The chief said DeGuzman and Irwin were wearing bulletproof vests when they were shot, and both had been wearing body cameras.

San Diego Police Chief Shelley Zimmerman speaks to reporters. (@SanDiegoPD)
San Diego Police Chief Shelley Zimmerman speaks to reporters. (@SanDiegoPD)

'Violence against us all'

The San Diego shooting, the latest in a monthlong series of controversial shootings involving police, attracted political attention immediately.

Commenting on Friday's news on Twitter, Republican presidential nominee Donald Trump said: "Two policemen just shot in San Diego, one dead. It is only getting worse.
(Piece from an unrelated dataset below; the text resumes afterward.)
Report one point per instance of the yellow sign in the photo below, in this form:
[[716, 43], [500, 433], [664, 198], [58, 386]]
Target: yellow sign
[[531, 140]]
People want LAW AND ORDER!"

The issues of gun violence, police safety, and police brutality all have been major topics of discussion during political campaigns this year, and police across the U.S. have been on alert following the killing of several officers in the cities of Dallas and Baton Rouge in recent weeks.

San Diego's mayor, Kevin Faulconer, said, "Violence against the men and women who wear the badge is violence against us all." He called on everyone "to join together in support of our officers. ... We need them and they need us."

Attorney General Loretta Lynch, the top U.S. law-enforcement official, took note of the San Diego police shooting during a meeting she held Friday in Baton Rouge, Louisiana, which was the scene of a recent controversial shooting of a civilian and, a short time later, a deliberate attack by a gunman who killed three officers.